A Page on the Web, published in the Solicitors Journal, February 2000

July last year we looked at how to find things on the web – ie using search engines. This included some detail on how to refine searches using Boolean operators and other advanced techniques. Now librarians, information professionals and a minority of other readers may be comfortable with this, but research shows that the vast majority of web users simply type a few words into a search box and see what happens. It seems sensible therefore to concentrate on two key factors determining the relevance of your search results: choosing the ‘right’ search engine and choosing search terms carefully.

Choosing a search engine

Most search engines will return results for pages that contain any of your search terms, ranking results by weighting some or all of the following:

  • the number of search terms matched
  • the frequency of occurrence of the terms
  • the part of the page in which the terms are found (ie title, body text, keywords etc)
  • the proximity of the terms
  • the order in which you entered the terms

Though these search engines will return millions of hits, the most relevant sites will generally be contained on the first half-dozen pages. Even so, there will be a number of results on those first pages which (for one reason or another) are not relevant and many relevant results which are buried much deeper down the list and likely never to be seen. Also the ranking applied may at best seem haphazard.

Google

Google, a relatively new search engine, uses an entirely different approach and in my view stands head and shoulders above the rest.

Google returns results for pages that contain all your search terms, ranking pages according to their popularity (according to how many other pages link to them) and according to the proximity of your search terms. Google also exerpts the text that matches your query.

Google’s page ranking method deserves further explanation. In essence, Google interprets a link from page A to page B as a vote by page A for page B. Google assesses a page’s importance by the votes it receives and also analyzes the page that casts the vote. Votes cast by pages that are themselves important weigh more heavily and help to make other pages important.

Google’s page ranking system is therefore a general indicator of importance and does not depend on a specific query. Rather, it is a characteristic of a page itself based on data from the web that Google analyzes. It precludes human interference – so no one can ‘purchase’ a higher rank or commercially alter results.

Choosing your search terms

It is of course very difficult to generalise about the use of search terms, but it is worth bearing in mind always that a web search engine has indexed the whole of the web and you should therefore be aiming as much to screen out or demote the irrelevant or low value sites as to find the relevant.

A few pointers therefore for selecting terms for ‘legal’ searches:

  • Use terms that lawyers rather than laymen would use, eg conveyance rather than purchase and sale. This will screen out for example many ‘law for the layman’ sites.
  • As an extension of the above, use titles to Acts, SIs etc which are bound to be referred to. This will screen out or demote for example low value information pages on law firm ‘brochure’ sites.
  • If you are researching local law, include UK or England or Scotland as appropriate as a search word.
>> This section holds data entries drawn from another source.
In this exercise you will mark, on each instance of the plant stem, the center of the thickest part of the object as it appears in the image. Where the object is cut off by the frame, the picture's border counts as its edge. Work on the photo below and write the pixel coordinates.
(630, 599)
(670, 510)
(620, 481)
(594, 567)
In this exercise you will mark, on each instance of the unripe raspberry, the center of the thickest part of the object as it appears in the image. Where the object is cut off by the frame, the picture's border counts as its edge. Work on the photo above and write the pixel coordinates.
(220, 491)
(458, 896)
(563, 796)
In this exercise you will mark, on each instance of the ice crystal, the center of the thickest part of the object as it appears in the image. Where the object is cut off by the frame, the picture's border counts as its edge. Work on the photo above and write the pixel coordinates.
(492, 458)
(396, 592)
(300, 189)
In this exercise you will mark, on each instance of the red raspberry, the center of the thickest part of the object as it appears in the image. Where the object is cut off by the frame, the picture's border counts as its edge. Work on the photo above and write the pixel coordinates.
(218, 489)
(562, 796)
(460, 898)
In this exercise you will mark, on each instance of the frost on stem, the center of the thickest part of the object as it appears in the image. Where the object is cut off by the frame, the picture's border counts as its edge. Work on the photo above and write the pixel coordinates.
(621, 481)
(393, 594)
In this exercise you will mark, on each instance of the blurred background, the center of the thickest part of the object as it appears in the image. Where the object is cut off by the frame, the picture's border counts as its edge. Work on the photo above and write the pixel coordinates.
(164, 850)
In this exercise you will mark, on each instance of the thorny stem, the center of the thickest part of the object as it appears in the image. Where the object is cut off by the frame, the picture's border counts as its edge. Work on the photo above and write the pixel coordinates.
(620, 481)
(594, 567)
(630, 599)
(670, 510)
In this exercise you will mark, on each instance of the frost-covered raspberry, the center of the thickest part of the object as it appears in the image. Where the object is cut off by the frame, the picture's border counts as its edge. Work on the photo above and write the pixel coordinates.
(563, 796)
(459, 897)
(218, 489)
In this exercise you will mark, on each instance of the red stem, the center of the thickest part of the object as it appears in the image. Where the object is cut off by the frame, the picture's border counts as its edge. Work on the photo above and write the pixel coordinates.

This will demote sites concerned with overseas jurisdictions, including of course US sites, but also Australian and Commonwealth sites whose terminology is more similar.

A worked example

I am looking for information on the new rules relating to ancillary relief in matrimonial proceedings – both the new rules themselves and related commentary.

I decide to use the search words Family Proceedings Rules 1991 as I know this is the title of the governing instrument which will have been amended. By using these words, I will also screen out low value sites.

Typing these words in to the AltaVista search engine produces 7,425,420 results (ie where one or more of these words occur). The top half-dozen pages do appear to include many relevant sites, but these are spoilt by a large number of irrelevant or low value results and the ranking of the results seems haphazard.

To get a better result in AltaVista I specify that all words must occur – by typing +Family +Proceedings +Rules +1991. This of course produces far fewer hits (1,886) and the first few pages are mostly relevant sites though the listing is still flawed. I then try the phrase “Family Proceedings Rules 1991”. This produces 31 results, but by being so precise I may well have excluded some relevant sites. So finally I try an advanced search using the NEAR operator between each word. This produces surprisingly few hits (41). All are highly relevant though in apparently random order.

Now using Google I type in the words Family Proceedings Rules 1991. This produces 28,900 hits. On the first few pages all hits are highly relevant and their ranking seems very reasonable. The first non-relevant site is at position 28 and this because Florida appears to have Family Law Rules of Procedure dated (or numbered?) 1991.

Conclusion: I have achieved a far better result with my first try with Google than I have with several, more complex, searches using AltaVista. Try it!